Dégât des eaux au studio : iMac noyé, activité à l'arrêt
Une fuite venue du dessus noie votre setup. La perte ne s'arrête pas à l'iMac : projets bloqués, deadlines manquées, semaines sans facturer. Sinistre chiffré.
- Le matériel d'un graphiste (iMac ou station calibrée, écran de référence, tablette graphique, stockage, licences) représente vite plusieurs milliers d'euros concentrés sur un seul poste de travail.
- Une multirisque professionnelle couvre le remplacement de ce matériel après un dégât des eaux, un incendie, un vol ou un acte de vandalisme — y compris quand le studio est une pièce du domicile.
- Le coût caché, c'est la perte d'exploitation : pendant que vous rééquipez et reconstituez vos fichiers, vous ne facturez plus. La garantie perte d'exploitation compense cette baisse d'activité.
- L'assurance habitation classique couvre mal, voire pas, le matériel et l'activité professionnels : déclarer l'usage pro et souscrire une MRP adaptée évite le refus de prise en charge.
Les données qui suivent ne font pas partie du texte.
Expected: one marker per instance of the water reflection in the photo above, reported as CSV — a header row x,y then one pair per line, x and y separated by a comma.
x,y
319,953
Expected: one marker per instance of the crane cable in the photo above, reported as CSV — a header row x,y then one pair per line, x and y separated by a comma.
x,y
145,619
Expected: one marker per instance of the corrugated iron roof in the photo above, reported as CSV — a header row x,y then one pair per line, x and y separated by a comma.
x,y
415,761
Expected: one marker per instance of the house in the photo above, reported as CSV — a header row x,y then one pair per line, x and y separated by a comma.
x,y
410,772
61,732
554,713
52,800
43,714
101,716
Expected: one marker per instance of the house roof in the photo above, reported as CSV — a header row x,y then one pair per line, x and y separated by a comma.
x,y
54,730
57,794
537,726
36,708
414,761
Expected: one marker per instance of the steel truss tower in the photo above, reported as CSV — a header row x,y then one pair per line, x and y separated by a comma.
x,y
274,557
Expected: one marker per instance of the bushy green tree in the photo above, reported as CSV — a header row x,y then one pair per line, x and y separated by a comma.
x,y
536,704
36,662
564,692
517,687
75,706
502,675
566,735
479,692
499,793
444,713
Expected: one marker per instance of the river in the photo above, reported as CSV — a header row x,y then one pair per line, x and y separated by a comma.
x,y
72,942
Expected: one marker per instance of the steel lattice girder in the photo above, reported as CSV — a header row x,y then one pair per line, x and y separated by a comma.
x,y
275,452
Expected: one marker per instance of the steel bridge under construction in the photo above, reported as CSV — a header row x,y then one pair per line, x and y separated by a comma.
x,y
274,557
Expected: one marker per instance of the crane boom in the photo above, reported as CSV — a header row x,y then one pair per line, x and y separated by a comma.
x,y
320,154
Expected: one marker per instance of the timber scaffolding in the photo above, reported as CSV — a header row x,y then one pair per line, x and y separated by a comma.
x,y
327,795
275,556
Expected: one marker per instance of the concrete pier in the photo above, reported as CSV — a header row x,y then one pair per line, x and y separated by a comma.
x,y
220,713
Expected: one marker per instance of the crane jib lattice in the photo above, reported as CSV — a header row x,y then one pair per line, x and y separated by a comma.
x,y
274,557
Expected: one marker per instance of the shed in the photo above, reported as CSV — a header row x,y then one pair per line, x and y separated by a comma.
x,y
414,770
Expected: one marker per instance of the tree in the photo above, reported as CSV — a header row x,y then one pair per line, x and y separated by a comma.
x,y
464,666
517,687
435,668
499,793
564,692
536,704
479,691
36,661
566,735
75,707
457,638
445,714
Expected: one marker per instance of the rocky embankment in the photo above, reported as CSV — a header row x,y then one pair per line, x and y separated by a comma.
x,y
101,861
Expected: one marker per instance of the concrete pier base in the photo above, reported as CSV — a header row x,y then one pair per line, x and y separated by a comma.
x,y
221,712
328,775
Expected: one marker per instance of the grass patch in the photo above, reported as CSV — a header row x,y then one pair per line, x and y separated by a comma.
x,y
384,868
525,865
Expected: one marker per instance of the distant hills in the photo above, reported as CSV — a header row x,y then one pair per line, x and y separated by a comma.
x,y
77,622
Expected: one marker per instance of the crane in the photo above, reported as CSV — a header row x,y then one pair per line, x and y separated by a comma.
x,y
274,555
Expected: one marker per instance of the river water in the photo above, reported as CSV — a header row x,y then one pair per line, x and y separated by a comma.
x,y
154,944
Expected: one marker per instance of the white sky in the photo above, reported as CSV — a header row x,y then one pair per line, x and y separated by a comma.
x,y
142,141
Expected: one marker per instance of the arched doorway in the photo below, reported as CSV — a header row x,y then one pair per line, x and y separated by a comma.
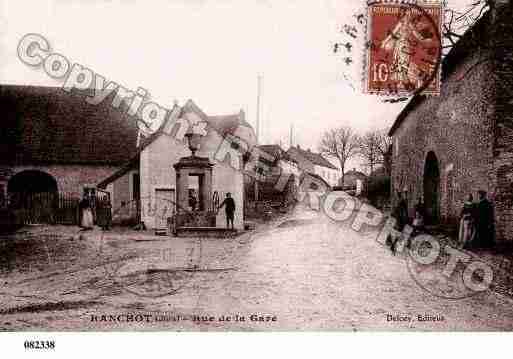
x,y
432,188
33,195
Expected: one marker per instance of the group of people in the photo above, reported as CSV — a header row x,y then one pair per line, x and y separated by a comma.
x,y
103,213
476,223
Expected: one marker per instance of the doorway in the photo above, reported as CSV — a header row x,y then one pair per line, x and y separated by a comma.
x,y
432,188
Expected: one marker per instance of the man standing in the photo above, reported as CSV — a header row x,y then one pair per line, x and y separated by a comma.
x,y
485,221
229,204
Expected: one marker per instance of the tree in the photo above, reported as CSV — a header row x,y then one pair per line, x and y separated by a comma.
x,y
374,148
341,143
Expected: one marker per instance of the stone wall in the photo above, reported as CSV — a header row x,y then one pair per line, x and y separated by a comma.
x,y
70,178
458,127
503,144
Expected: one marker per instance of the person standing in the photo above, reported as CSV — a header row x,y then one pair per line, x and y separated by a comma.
x,y
485,221
400,213
86,214
420,213
105,213
229,205
467,230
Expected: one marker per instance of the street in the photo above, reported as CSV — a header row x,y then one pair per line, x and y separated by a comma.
x,y
299,272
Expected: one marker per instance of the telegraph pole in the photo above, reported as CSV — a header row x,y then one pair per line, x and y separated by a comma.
x,y
259,89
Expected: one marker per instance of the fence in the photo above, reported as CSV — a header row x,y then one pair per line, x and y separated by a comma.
x,y
43,207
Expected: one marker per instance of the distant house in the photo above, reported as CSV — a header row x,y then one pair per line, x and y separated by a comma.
x,y
281,168
148,179
312,183
316,164
354,180
53,141
283,163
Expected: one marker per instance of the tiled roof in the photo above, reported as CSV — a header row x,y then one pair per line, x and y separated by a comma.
x,y
276,152
478,34
313,157
49,125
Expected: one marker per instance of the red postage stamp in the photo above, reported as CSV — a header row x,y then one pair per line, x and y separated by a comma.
x,y
403,48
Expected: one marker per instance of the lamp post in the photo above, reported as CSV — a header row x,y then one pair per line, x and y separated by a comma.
x,y
193,140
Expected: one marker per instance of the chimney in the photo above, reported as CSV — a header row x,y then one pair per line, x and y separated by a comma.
x,y
495,5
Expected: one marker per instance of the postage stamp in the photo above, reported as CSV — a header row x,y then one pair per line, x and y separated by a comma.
x,y
403,48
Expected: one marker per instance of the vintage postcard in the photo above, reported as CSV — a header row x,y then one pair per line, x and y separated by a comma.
x,y
216,165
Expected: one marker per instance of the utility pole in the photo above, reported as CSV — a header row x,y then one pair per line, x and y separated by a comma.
x,y
291,135
257,177
259,88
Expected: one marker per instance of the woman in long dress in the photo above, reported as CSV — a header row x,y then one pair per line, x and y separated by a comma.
x,y
86,219
467,231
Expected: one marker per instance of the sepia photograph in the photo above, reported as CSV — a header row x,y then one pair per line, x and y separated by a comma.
x,y
255,166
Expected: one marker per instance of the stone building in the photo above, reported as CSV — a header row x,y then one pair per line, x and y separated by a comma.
x,y
53,141
462,141
315,164
354,179
146,186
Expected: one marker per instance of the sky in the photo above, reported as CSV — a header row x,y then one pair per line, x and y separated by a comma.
x,y
212,51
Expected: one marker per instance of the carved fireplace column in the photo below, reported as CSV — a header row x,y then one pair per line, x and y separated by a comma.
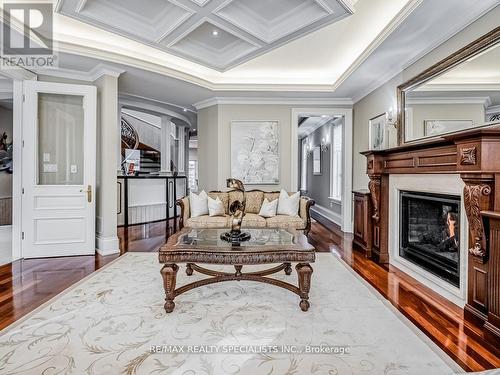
x,y
378,187
478,196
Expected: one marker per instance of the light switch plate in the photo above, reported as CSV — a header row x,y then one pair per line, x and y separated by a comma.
x,y
50,168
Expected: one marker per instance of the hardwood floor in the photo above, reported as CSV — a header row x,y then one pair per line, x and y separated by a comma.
x,y
25,285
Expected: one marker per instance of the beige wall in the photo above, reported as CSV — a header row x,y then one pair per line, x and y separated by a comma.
x,y
208,134
214,141
423,112
6,126
384,97
281,113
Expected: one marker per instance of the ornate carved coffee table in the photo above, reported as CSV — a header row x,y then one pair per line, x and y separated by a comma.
x,y
266,246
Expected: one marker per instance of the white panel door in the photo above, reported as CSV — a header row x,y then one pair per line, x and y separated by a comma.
x,y
59,168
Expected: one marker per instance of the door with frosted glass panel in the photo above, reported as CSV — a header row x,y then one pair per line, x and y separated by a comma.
x,y
59,135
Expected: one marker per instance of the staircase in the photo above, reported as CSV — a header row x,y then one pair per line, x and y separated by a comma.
x,y
150,161
150,158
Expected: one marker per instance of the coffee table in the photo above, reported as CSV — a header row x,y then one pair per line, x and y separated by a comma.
x,y
266,246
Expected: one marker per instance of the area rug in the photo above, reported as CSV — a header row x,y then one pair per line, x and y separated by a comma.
x,y
113,322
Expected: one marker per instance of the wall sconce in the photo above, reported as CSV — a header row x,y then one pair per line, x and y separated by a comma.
x,y
391,119
324,144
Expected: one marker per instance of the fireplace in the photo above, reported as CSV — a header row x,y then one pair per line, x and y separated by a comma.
x,y
430,233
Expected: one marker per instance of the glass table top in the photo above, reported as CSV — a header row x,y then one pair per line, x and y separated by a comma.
x,y
265,238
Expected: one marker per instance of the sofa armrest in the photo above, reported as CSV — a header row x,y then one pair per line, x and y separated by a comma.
x,y
183,203
304,212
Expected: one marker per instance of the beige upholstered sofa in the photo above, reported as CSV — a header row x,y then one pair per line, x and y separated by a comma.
x,y
254,199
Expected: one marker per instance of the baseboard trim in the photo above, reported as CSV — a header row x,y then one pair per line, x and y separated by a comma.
x,y
327,214
107,245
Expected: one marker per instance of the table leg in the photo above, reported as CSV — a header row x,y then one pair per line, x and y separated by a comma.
x,y
304,272
169,274
189,269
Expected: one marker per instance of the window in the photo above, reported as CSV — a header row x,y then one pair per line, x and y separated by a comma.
x,y
303,166
336,172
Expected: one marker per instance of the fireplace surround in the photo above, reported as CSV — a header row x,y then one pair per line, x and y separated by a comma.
x,y
429,233
443,192
472,156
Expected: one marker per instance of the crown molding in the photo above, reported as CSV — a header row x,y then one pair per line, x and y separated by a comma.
x,y
273,101
460,87
493,109
92,75
484,100
381,37
360,94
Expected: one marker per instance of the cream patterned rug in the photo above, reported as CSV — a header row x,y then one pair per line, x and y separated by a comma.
x,y
108,323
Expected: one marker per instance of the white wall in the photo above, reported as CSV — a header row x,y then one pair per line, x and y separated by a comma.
x,y
383,98
107,143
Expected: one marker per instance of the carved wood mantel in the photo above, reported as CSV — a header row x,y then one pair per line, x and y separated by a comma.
x,y
475,156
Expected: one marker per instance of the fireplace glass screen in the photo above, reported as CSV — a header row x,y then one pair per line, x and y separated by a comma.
x,y
430,233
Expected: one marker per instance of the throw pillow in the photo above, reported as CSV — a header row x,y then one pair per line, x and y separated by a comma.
x,y
215,207
288,205
268,209
198,204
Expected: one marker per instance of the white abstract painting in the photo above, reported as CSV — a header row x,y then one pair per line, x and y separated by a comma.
x,y
255,152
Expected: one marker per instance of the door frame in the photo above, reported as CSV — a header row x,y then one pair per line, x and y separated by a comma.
x,y
347,114
90,152
18,76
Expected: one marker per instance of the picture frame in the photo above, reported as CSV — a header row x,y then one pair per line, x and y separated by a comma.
x,y
438,127
378,137
317,161
255,153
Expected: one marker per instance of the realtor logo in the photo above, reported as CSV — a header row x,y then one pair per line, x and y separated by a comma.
x,y
27,35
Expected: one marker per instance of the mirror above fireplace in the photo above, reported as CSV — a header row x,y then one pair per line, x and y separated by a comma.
x,y
458,93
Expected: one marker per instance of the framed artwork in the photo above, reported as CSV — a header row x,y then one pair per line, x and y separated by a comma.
x,y
377,132
255,158
437,127
316,161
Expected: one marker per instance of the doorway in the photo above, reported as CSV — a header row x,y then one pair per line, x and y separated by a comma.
x,y
6,169
322,161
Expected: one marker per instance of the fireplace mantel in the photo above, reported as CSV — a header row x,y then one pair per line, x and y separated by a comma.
x,y
475,156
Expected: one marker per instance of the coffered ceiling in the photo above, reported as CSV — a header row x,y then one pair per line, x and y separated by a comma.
x,y
219,34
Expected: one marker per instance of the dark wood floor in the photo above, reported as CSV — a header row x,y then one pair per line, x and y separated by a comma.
x,y
25,285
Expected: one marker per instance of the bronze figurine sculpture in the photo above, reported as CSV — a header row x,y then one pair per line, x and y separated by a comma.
x,y
237,211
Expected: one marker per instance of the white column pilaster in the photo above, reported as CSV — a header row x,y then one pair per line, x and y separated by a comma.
x,y
165,144
182,150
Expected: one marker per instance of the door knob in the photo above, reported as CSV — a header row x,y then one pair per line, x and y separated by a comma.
x,y
88,190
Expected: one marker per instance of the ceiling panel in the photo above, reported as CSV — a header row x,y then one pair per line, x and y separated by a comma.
x,y
210,44
131,17
219,34
270,21
200,2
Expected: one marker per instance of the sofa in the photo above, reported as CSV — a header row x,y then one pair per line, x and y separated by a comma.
x,y
254,199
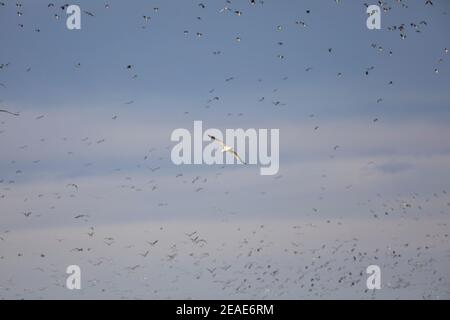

Le sinistre qui commence au plafond et finit dans votre trésorerie
Un samedi matin, le voisin du dessus part en week-end en laissant un raccord de machine à laver fatigué. Le joint lâche. L'eau traverse le plancher et s'écoule, des heures durant, pile au-dessus de votre coin de travail. Quand vous ouvrez la porte du studio, l'iMac ruisselle, la tablette graphique baigne, l'écran de référence colorimétrique est hors service et le disque de sauvegarde posé sur le bureau a pris l'eau.
Le premier réflexe est de compter le matériel détruit. C'est déjà douloureux. Mais pour un graphiste, le vrai choc vient ensuite : sans poste de travail, l'activité s'arrête net. Les fichiers en cours sont inaccessibles, les livraisons promises sautent, les clients s'impatientent, et chaque jour sans station opérationnelle est un jour sans chiffre d'affaires.
Ce double impact — la perte du matériel et l'interruption de l'activité — est précisément ce qu'une assurance professionnelle adaptée est conçue pour absorber. Encore faut-il avoir la bonne couverture, car c'est rarement l'assurance habitation qui paiera.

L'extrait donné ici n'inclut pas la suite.